Круглая молния
Шрифт:
— Иди ты со своим курортом знаешь куда! — рассердился Федор. — Рано меня в запас списываете. Я вот отлежусь дня два и на комбайн.
— И думать не смей! — сказал Иван Макарович. Он наклонился над Федором, спросил: — Разве у нас с тобой эта страда последняя? — И сам же себе ответил: — Нет, шалишь, не последняя!
4
— Веруша, ты дома ай нет?
Школьная уборщица баба Маня колотила своим сухоньким кулачком в дверь, но так как ей никто не открывал, она влезла на перилку крыльца и мелом под стрехой написала: «Веры дома нету».

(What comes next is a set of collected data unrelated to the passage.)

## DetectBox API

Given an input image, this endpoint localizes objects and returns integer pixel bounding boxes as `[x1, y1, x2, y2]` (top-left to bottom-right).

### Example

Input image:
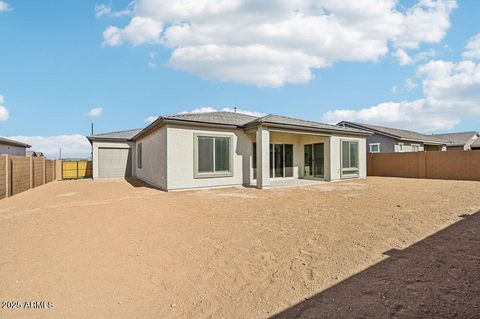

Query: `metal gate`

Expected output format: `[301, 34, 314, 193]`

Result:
[62, 160, 93, 179]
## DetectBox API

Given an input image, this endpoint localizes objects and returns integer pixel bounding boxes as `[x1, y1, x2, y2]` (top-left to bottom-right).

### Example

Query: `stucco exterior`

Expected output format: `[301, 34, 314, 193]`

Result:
[0, 144, 27, 156]
[166, 124, 251, 191]
[92, 141, 135, 179]
[135, 126, 167, 190]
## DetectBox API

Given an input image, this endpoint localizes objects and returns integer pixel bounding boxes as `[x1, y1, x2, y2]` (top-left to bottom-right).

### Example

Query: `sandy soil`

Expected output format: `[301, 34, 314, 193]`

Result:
[0, 177, 479, 319]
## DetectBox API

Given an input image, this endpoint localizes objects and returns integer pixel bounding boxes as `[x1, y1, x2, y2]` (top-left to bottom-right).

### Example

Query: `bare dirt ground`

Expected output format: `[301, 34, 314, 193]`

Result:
[0, 177, 479, 319]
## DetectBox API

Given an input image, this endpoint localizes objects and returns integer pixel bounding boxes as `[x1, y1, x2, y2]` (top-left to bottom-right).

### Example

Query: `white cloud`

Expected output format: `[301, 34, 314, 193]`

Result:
[404, 78, 418, 91]
[95, 2, 135, 18]
[102, 0, 457, 87]
[393, 48, 437, 65]
[0, 95, 9, 121]
[463, 33, 480, 60]
[179, 107, 265, 117]
[393, 49, 414, 65]
[144, 116, 157, 123]
[7, 135, 91, 159]
[322, 57, 480, 132]
[0, 1, 11, 12]
[103, 16, 163, 46]
[88, 107, 103, 117]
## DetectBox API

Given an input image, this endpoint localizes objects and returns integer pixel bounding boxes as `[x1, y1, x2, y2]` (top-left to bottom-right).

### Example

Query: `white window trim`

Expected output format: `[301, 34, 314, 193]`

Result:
[398, 143, 404, 152]
[193, 133, 234, 179]
[369, 143, 381, 153]
[411, 144, 421, 152]
[340, 139, 360, 179]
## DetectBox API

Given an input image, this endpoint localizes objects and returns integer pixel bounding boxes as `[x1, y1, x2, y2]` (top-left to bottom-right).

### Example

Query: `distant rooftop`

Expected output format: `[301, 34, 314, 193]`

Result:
[338, 121, 448, 144]
[0, 136, 31, 148]
[431, 131, 479, 147]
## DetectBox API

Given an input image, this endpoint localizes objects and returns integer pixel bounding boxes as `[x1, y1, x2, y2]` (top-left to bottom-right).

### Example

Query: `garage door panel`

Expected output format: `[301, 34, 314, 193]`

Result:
[98, 148, 132, 178]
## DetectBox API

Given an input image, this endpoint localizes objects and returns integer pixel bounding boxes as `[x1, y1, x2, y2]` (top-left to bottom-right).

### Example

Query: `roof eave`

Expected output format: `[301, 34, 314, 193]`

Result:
[247, 121, 371, 136]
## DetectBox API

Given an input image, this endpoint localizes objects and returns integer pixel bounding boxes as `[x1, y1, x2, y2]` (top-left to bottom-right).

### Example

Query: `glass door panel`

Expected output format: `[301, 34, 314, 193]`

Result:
[274, 144, 284, 177]
[313, 143, 324, 178]
[284, 144, 293, 177]
[304, 145, 313, 177]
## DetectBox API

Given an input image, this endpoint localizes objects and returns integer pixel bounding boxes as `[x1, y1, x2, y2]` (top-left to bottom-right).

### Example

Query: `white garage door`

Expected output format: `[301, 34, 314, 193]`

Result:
[98, 148, 132, 178]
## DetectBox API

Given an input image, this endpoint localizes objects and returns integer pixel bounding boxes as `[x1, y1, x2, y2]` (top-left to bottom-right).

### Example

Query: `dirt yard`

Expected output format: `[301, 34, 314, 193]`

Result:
[0, 177, 479, 318]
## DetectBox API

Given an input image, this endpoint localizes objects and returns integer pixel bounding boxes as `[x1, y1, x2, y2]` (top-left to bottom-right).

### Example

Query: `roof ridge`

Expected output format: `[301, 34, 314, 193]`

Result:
[91, 127, 143, 137]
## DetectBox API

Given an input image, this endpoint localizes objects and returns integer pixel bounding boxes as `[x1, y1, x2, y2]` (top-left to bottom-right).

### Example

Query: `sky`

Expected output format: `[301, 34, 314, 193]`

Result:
[0, 0, 479, 158]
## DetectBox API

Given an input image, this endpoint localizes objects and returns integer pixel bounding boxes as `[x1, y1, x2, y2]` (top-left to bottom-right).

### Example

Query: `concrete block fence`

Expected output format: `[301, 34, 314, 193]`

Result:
[0, 155, 62, 200]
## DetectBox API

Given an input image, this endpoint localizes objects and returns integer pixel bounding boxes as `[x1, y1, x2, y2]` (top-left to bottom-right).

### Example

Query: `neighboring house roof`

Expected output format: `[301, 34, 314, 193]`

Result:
[472, 138, 480, 149]
[87, 128, 143, 142]
[133, 112, 370, 140]
[430, 131, 479, 147]
[0, 136, 31, 148]
[337, 121, 448, 145]
[26, 151, 45, 157]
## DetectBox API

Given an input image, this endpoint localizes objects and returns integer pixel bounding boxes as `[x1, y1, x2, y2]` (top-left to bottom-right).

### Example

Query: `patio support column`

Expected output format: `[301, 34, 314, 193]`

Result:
[256, 126, 270, 189]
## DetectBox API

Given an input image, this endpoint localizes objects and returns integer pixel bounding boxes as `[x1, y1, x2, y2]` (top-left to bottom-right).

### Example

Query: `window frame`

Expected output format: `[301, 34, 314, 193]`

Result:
[137, 142, 143, 169]
[411, 144, 421, 152]
[369, 143, 381, 153]
[398, 143, 404, 152]
[193, 133, 234, 179]
[341, 139, 360, 179]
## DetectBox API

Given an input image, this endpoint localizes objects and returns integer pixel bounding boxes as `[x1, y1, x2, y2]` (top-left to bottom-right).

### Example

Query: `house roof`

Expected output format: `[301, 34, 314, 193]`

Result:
[0, 136, 31, 148]
[90, 112, 370, 142]
[472, 138, 480, 148]
[132, 112, 370, 140]
[430, 131, 479, 147]
[161, 112, 258, 127]
[87, 128, 143, 142]
[337, 121, 448, 144]
[245, 114, 370, 135]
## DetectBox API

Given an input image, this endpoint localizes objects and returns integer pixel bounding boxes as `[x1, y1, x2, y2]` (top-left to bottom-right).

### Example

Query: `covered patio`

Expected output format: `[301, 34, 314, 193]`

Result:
[247, 125, 367, 189]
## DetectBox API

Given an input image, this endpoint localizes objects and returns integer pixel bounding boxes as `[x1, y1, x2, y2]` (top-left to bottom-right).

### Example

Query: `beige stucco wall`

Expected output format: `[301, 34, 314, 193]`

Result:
[0, 144, 27, 156]
[166, 124, 252, 191]
[92, 141, 135, 179]
[329, 135, 367, 180]
[134, 126, 167, 190]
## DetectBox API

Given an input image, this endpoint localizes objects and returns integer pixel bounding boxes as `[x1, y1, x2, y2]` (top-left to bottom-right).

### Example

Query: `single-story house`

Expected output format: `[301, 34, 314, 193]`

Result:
[0, 137, 31, 156]
[430, 131, 479, 151]
[87, 112, 371, 191]
[337, 121, 448, 153]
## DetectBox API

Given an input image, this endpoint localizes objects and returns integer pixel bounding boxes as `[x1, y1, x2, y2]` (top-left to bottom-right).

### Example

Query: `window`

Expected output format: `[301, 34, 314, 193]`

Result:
[398, 143, 404, 152]
[369, 143, 381, 153]
[412, 144, 420, 152]
[341, 140, 359, 178]
[195, 135, 232, 178]
[137, 143, 142, 169]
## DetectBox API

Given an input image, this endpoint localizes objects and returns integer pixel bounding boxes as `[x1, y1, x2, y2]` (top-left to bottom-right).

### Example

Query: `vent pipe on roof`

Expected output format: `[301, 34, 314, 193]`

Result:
[234, 107, 237, 113]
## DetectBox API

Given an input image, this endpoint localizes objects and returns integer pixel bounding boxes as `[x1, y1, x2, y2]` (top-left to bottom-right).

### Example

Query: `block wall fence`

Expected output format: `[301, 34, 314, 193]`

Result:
[367, 151, 480, 181]
[0, 155, 62, 200]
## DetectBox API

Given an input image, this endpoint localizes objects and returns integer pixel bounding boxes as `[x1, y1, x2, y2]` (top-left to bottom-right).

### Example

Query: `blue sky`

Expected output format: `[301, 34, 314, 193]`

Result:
[0, 0, 479, 157]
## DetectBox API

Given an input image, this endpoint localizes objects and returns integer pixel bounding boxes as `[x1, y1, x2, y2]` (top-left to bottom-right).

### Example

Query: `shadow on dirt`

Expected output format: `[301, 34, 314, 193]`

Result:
[271, 211, 480, 319]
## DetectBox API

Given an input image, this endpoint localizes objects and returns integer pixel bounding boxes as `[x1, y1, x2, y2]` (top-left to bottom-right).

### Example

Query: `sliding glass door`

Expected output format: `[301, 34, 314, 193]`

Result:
[304, 143, 324, 178]
[269, 144, 294, 178]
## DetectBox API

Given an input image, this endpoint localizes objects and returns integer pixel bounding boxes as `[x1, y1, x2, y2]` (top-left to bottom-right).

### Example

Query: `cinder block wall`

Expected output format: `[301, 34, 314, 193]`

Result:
[11, 156, 31, 195]
[0, 155, 60, 199]
[368, 151, 480, 181]
[0, 156, 6, 200]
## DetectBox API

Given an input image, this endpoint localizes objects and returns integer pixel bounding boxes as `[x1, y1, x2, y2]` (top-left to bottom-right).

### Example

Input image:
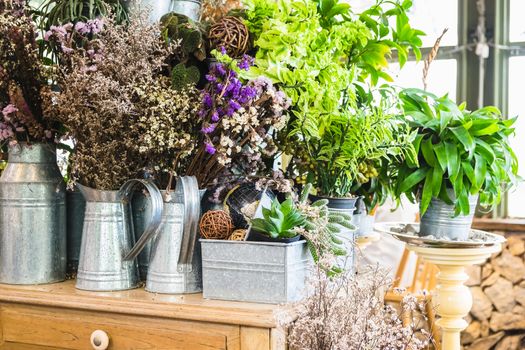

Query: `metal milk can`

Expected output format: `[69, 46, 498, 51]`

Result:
[146, 176, 202, 294]
[0, 142, 67, 284]
[76, 179, 163, 291]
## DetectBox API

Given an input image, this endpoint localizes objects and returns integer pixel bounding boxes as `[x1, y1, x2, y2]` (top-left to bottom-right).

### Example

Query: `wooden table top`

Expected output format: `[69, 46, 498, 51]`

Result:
[0, 280, 294, 328]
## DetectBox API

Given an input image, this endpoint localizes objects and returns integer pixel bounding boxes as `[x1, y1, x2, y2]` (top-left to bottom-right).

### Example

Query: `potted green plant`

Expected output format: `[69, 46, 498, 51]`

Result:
[240, 0, 423, 216]
[200, 184, 354, 303]
[395, 88, 519, 240]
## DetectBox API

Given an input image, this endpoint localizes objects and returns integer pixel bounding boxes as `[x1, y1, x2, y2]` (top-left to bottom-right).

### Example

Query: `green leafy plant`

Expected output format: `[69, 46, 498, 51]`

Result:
[250, 197, 306, 239]
[241, 0, 423, 198]
[395, 88, 519, 216]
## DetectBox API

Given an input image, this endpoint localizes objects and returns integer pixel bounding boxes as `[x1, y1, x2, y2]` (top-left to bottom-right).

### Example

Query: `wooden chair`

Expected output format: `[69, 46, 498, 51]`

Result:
[384, 247, 441, 349]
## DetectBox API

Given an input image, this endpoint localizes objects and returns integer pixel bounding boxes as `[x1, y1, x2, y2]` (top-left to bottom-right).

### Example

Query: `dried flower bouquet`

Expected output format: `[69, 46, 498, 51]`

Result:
[0, 0, 57, 145]
[45, 12, 200, 190]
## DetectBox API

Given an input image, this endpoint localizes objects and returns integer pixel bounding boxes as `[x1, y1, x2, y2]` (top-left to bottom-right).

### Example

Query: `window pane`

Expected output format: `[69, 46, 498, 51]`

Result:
[510, 0, 525, 42]
[389, 59, 458, 101]
[507, 57, 525, 217]
[349, 0, 458, 47]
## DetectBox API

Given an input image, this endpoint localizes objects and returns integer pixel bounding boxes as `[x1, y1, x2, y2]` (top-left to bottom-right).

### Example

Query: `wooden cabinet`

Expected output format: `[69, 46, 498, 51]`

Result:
[0, 281, 291, 350]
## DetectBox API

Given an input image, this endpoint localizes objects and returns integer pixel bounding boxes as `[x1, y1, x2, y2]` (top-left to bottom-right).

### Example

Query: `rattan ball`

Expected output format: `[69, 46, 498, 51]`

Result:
[208, 16, 250, 57]
[199, 210, 234, 240]
[228, 229, 247, 241]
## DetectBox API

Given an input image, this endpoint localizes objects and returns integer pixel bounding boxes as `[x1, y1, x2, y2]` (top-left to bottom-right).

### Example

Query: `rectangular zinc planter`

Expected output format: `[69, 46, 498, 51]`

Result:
[201, 239, 312, 304]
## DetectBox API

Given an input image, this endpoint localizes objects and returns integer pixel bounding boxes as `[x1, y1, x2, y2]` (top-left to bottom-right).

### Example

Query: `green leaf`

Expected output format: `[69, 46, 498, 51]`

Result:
[399, 168, 428, 193]
[431, 166, 443, 197]
[473, 154, 487, 191]
[421, 138, 437, 167]
[433, 142, 448, 171]
[450, 125, 475, 154]
[420, 170, 434, 216]
[445, 141, 460, 182]
[475, 139, 496, 164]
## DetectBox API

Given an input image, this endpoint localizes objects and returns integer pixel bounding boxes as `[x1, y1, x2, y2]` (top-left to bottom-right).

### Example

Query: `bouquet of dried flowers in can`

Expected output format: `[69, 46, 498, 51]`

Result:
[186, 49, 291, 190]
[0, 0, 57, 146]
[44, 12, 201, 190]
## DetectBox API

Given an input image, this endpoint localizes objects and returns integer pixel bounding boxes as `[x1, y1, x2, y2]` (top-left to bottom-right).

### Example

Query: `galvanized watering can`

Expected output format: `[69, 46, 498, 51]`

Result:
[76, 179, 163, 291]
[0, 143, 66, 285]
[146, 176, 202, 294]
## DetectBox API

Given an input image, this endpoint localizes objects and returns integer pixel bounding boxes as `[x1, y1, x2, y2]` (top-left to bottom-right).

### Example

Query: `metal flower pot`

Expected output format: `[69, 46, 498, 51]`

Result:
[66, 187, 86, 274]
[419, 188, 478, 240]
[141, 0, 172, 23]
[201, 239, 311, 304]
[0, 143, 66, 284]
[76, 180, 163, 291]
[131, 190, 154, 280]
[146, 176, 202, 294]
[352, 197, 376, 238]
[170, 0, 202, 21]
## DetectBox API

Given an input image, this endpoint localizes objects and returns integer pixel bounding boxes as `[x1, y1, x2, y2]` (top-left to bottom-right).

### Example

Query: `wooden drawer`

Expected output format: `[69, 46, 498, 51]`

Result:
[0, 304, 240, 350]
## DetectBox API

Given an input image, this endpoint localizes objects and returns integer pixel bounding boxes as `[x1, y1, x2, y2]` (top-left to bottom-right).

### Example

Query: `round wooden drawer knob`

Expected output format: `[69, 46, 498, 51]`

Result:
[90, 329, 110, 350]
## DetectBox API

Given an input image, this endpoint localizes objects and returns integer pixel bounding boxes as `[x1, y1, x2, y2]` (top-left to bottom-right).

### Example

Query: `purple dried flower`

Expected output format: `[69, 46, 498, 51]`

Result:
[203, 93, 213, 108]
[74, 22, 86, 33]
[201, 123, 217, 134]
[220, 46, 227, 55]
[211, 111, 220, 122]
[237, 55, 255, 71]
[205, 142, 216, 155]
[215, 63, 227, 77]
[205, 74, 217, 82]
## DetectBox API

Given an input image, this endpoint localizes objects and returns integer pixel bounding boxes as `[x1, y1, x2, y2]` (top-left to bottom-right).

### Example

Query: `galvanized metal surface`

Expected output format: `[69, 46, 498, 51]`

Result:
[134, 0, 173, 23]
[146, 176, 202, 294]
[420, 189, 478, 240]
[353, 212, 376, 238]
[170, 0, 202, 21]
[76, 180, 163, 291]
[131, 191, 153, 280]
[0, 143, 66, 284]
[66, 188, 86, 273]
[201, 240, 311, 304]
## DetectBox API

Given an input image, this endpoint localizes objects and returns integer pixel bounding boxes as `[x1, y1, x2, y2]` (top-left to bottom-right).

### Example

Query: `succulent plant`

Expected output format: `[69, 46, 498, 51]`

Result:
[171, 63, 201, 91]
[250, 198, 306, 239]
[298, 184, 355, 274]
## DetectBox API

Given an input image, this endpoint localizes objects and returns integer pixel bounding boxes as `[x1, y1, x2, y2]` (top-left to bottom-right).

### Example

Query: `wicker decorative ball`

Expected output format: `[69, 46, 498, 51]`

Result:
[208, 16, 250, 57]
[199, 210, 234, 240]
[228, 229, 247, 241]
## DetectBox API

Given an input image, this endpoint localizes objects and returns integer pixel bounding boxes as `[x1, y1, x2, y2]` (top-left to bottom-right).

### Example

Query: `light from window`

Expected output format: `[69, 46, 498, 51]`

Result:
[510, 0, 525, 43]
[348, 0, 458, 47]
[507, 57, 525, 217]
[389, 59, 458, 101]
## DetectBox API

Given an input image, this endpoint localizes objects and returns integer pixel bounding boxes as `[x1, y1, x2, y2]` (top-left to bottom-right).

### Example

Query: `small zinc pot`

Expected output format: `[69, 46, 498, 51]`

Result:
[0, 142, 67, 284]
[201, 239, 311, 304]
[352, 197, 376, 238]
[419, 188, 478, 241]
[66, 187, 86, 274]
[171, 0, 202, 21]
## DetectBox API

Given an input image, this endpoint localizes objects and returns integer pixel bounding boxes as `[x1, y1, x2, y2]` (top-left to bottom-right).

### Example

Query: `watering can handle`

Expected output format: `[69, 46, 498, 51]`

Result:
[177, 176, 200, 266]
[121, 179, 164, 261]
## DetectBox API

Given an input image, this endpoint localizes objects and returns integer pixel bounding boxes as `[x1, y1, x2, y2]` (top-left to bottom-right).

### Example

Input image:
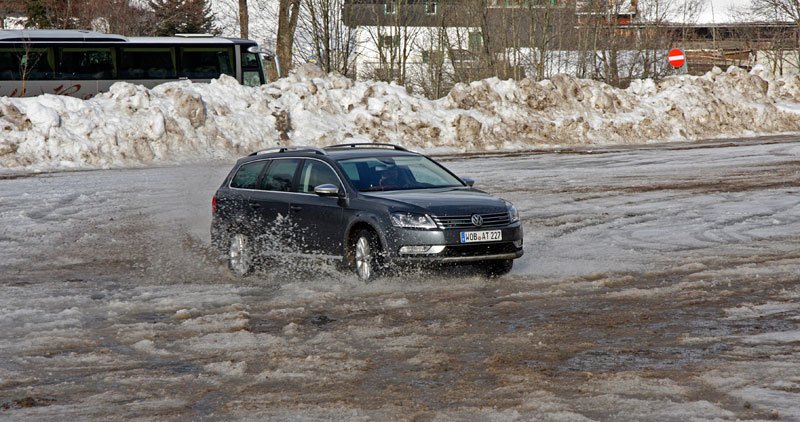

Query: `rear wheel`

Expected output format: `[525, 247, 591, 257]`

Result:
[484, 259, 513, 278]
[352, 229, 382, 282]
[228, 233, 254, 277]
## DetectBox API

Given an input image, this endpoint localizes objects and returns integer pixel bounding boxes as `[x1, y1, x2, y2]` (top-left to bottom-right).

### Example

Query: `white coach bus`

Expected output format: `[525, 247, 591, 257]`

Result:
[0, 29, 271, 98]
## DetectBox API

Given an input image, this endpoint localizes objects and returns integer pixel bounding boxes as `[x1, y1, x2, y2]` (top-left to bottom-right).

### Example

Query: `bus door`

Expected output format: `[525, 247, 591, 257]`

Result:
[239, 48, 265, 86]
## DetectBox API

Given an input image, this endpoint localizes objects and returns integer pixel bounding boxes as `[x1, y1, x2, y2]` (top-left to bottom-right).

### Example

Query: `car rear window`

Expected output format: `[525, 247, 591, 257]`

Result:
[230, 160, 268, 189]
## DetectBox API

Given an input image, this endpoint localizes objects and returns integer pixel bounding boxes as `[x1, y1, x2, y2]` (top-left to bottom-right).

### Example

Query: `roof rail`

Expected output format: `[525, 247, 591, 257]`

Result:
[325, 143, 409, 152]
[249, 146, 327, 156]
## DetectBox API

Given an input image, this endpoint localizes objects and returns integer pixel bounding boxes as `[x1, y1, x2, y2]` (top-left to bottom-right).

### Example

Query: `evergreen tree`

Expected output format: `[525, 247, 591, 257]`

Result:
[148, 0, 217, 36]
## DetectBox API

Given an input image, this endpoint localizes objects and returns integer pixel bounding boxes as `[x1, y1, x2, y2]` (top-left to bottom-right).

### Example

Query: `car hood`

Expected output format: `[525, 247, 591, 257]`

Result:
[361, 187, 508, 216]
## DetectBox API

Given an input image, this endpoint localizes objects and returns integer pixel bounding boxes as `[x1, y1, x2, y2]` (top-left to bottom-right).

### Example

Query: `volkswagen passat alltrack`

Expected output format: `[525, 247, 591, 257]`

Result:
[211, 143, 523, 281]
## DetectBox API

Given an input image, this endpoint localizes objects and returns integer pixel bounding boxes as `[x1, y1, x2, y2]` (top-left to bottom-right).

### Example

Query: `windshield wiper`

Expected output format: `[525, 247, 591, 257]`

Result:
[361, 185, 460, 192]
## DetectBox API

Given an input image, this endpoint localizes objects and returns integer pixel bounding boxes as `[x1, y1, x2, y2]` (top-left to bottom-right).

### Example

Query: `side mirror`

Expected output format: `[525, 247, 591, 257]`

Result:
[314, 184, 340, 197]
[462, 177, 475, 187]
[248, 46, 275, 60]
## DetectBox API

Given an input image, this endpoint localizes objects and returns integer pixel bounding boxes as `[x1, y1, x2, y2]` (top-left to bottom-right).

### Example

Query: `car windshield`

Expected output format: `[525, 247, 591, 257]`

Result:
[337, 155, 464, 192]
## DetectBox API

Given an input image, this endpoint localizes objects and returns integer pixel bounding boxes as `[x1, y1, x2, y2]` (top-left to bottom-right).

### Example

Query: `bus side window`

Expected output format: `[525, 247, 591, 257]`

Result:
[0, 51, 14, 80]
[180, 47, 234, 80]
[241, 51, 264, 87]
[58, 48, 114, 80]
[0, 48, 55, 80]
[120, 47, 176, 79]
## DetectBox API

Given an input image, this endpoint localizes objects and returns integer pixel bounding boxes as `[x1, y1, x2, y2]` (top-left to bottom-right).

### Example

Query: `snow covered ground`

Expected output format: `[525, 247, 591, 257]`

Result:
[1, 136, 798, 419]
[2, 65, 800, 173]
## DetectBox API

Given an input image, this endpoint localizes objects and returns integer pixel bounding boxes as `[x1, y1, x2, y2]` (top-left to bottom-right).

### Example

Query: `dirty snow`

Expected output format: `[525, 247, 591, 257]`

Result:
[2, 65, 800, 173]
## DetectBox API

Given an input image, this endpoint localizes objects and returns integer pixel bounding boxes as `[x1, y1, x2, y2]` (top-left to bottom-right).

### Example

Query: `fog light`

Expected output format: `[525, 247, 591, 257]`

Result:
[399, 245, 446, 255]
[513, 239, 523, 248]
[400, 245, 431, 254]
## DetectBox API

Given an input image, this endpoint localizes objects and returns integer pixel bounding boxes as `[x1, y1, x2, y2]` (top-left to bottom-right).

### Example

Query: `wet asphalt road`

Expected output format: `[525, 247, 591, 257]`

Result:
[1, 135, 799, 420]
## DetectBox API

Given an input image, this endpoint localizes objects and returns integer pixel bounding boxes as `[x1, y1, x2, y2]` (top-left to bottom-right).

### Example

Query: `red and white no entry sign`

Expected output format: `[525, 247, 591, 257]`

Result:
[668, 48, 686, 68]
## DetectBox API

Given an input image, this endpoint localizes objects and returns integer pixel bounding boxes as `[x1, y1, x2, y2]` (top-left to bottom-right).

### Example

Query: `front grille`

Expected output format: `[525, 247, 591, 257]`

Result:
[431, 212, 511, 229]
[442, 242, 518, 257]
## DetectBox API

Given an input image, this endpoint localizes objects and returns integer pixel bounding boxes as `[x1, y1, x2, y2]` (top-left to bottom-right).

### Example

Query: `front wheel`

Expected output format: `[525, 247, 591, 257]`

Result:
[484, 259, 513, 278]
[351, 229, 382, 282]
[228, 233, 254, 277]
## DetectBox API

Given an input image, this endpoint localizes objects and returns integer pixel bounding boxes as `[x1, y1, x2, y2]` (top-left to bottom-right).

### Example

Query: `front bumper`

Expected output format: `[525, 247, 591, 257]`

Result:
[383, 223, 524, 263]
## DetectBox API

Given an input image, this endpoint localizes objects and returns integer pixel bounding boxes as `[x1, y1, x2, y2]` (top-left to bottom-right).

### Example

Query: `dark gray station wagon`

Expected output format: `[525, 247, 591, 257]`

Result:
[211, 143, 523, 281]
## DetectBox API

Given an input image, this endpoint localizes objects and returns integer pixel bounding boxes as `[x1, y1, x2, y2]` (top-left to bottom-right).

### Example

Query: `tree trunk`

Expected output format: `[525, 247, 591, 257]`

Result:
[277, 0, 302, 77]
[238, 0, 249, 38]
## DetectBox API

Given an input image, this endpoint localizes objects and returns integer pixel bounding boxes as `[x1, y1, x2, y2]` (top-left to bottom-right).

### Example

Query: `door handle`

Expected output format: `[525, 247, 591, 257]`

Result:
[290, 205, 302, 212]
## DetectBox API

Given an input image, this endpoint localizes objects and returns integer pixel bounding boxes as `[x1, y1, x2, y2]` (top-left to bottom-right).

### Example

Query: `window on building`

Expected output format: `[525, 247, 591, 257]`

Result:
[421, 50, 443, 64]
[450, 48, 476, 63]
[379, 35, 401, 49]
[377, 67, 401, 80]
[425, 0, 437, 14]
[384, 0, 396, 15]
[468, 32, 483, 50]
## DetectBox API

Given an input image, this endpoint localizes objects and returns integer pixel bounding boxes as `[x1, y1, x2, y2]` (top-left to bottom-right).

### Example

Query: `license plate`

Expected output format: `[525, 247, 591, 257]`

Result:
[460, 230, 502, 243]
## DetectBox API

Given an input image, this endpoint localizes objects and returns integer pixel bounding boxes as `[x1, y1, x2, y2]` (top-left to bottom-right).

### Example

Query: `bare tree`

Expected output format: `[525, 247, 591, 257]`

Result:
[22, 0, 156, 35]
[748, 0, 800, 22]
[17, 41, 41, 96]
[357, 0, 423, 84]
[239, 0, 249, 38]
[739, 0, 800, 74]
[297, 0, 360, 76]
[525, 0, 576, 81]
[277, 0, 302, 76]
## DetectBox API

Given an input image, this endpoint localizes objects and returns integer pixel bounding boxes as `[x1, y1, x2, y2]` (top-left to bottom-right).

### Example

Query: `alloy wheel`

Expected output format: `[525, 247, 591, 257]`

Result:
[355, 236, 373, 281]
[229, 233, 251, 276]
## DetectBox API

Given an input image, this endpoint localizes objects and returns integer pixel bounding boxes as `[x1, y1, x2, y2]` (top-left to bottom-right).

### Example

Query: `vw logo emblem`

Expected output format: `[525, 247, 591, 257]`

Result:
[471, 214, 483, 227]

— Ты что там делаешь, баба Маня? — спросила Вера Сергеевна, выходя в сени и сладко позевывая.
— Это тебя не касаемо, — задиристо ответила баба Маня, сползая с перилки в вытоптанную под крыльцом траву.
Вера Сергеевна подозрительно поглядела на нее, потом перевела взгляд под стреху:
— Как же меня нет дома, когда я тут? Люди прочтут…
— А это не для людей, — сказала баба Маня и, прищурив один глаз, добавила: — Это для хворобы. Придет, увидит, что тебя нету, и повернет обратно.
— А разве хвороба читать умеет? — засмеялась Вера Сергеевна.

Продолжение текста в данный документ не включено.